Die Wissenschaft, die er mit alledem begründet hatte, nannte er Dromologie. Sie war weder methodisch noch empirisch wasserfest. Doch die wilde, in viele Disziplinen ausgreifende Theorie, die er zusammenbastelte, war anregender als so manche akademische Abhandlung.

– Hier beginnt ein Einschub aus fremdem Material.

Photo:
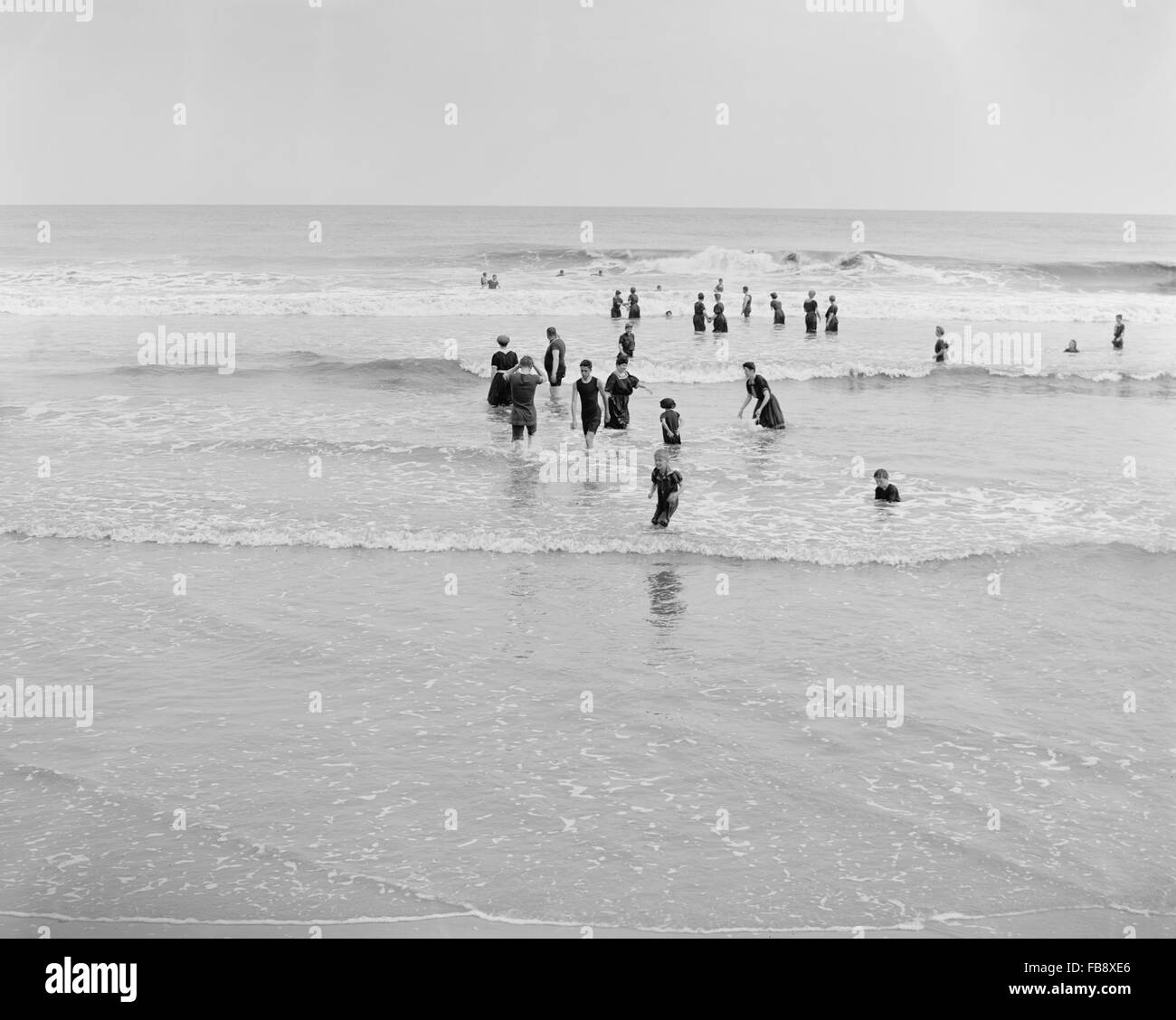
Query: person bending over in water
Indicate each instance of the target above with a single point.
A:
(767, 408)
(502, 360)
(671, 423)
(883, 486)
(700, 315)
(634, 305)
(593, 402)
(555, 349)
(811, 313)
(627, 342)
(667, 485)
(720, 320)
(941, 345)
(619, 387)
(524, 379)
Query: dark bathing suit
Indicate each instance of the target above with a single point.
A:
(589, 405)
(619, 391)
(700, 317)
(522, 407)
(811, 315)
(500, 389)
(667, 486)
(670, 420)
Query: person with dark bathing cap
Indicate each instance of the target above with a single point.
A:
(767, 408)
(667, 485)
(671, 423)
(593, 401)
(700, 315)
(619, 388)
(524, 379)
(811, 313)
(627, 341)
(634, 305)
(720, 320)
(502, 360)
(555, 345)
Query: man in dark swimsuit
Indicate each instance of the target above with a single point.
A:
(554, 345)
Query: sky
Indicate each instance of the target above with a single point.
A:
(594, 102)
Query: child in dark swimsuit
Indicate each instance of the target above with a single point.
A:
(667, 485)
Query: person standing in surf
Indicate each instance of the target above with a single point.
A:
(700, 315)
(811, 314)
(777, 309)
(720, 318)
(941, 345)
(667, 485)
(524, 379)
(627, 342)
(500, 389)
(620, 385)
(553, 359)
(593, 402)
(767, 411)
(634, 305)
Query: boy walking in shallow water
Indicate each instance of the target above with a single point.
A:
(667, 485)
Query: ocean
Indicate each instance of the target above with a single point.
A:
(387, 667)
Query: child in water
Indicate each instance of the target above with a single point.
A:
(667, 485)
(671, 423)
(883, 487)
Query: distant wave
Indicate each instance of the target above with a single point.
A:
(481, 541)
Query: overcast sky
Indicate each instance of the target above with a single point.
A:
(611, 105)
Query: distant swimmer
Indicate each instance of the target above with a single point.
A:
(634, 306)
(553, 359)
(767, 411)
(883, 487)
(811, 313)
(524, 379)
(627, 341)
(620, 385)
(667, 485)
(501, 362)
(941, 345)
(720, 318)
(593, 402)
(777, 309)
(700, 315)
(671, 423)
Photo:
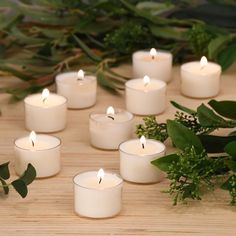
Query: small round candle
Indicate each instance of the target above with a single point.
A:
(155, 64)
(108, 130)
(145, 96)
(135, 160)
(42, 151)
(80, 90)
(200, 79)
(97, 194)
(45, 112)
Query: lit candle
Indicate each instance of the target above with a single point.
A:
(155, 64)
(145, 96)
(45, 112)
(135, 160)
(80, 90)
(200, 79)
(42, 151)
(108, 130)
(97, 194)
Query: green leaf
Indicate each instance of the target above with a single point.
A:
(4, 171)
(217, 44)
(183, 108)
(20, 186)
(29, 175)
(230, 148)
(224, 108)
(227, 57)
(208, 118)
(163, 163)
(183, 137)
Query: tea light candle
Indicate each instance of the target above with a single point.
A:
(200, 79)
(155, 64)
(80, 90)
(42, 151)
(97, 194)
(108, 130)
(145, 96)
(135, 160)
(45, 112)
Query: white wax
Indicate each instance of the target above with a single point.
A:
(106, 133)
(200, 83)
(44, 156)
(145, 100)
(46, 117)
(135, 162)
(95, 200)
(79, 93)
(159, 68)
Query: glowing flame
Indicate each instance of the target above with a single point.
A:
(143, 141)
(100, 175)
(146, 80)
(203, 62)
(45, 95)
(153, 52)
(32, 138)
(80, 74)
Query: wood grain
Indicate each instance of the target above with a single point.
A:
(48, 209)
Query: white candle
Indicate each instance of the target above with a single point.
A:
(45, 112)
(108, 130)
(135, 160)
(97, 194)
(145, 96)
(79, 90)
(155, 64)
(200, 79)
(42, 151)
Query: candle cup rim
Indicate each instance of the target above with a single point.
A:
(46, 149)
(164, 84)
(143, 155)
(120, 183)
(37, 106)
(113, 121)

Virilio, 1932 in Paris als Sohn eines italienischen Kommunisten und einer Bretonin geboren, hatte zunächst nicht einmal die Voraussetzungen für eine Universitätskarriere. „Der Krieg war meine Universität“, erklärte er in zahlreichen Abwandlungen. Von daher kam sein vielfältig dokumentiertes Interesse für die Bunkeranlagen an der französischen Atlantikküste, die ihn, wie er sagte, die Bedeutung der Architektur lehrten. Praktische Dinge wie die Herstellung von Kirchenfenstern für Le Corbusiers Kapelle Notre Dame du Haut in Ronchamp erlernte er autodidaktisch. Zu seinem philosophischen Lehrmeister erklärte er vor allem den Phänomenologen Maurice Merleau-Ponty, für den die Körperlichkeit von Wahrnehmung eine zentrale Rolle spielt.

Architekt ohne Diplom

Mitte der 60er Jahre erklärte er sich ohne jedes Diplom zum Architekten. Er gehörte zu den Mitbegründern der urbanistischen Gruppe „Architecture Principe“, schuf in Nevers jene bunkerartige Kirche, die in Alain Resnais’ Verfilmung von Marguerite Duras’ „Hiroshima mon amour“ zu sehen ist, und entwarf ein Raumfahrtzentrum in Vélizy-Villacoublay. Seine Forscherlust aber gewann die Oberhand über die Liebe zum Handwerklichen.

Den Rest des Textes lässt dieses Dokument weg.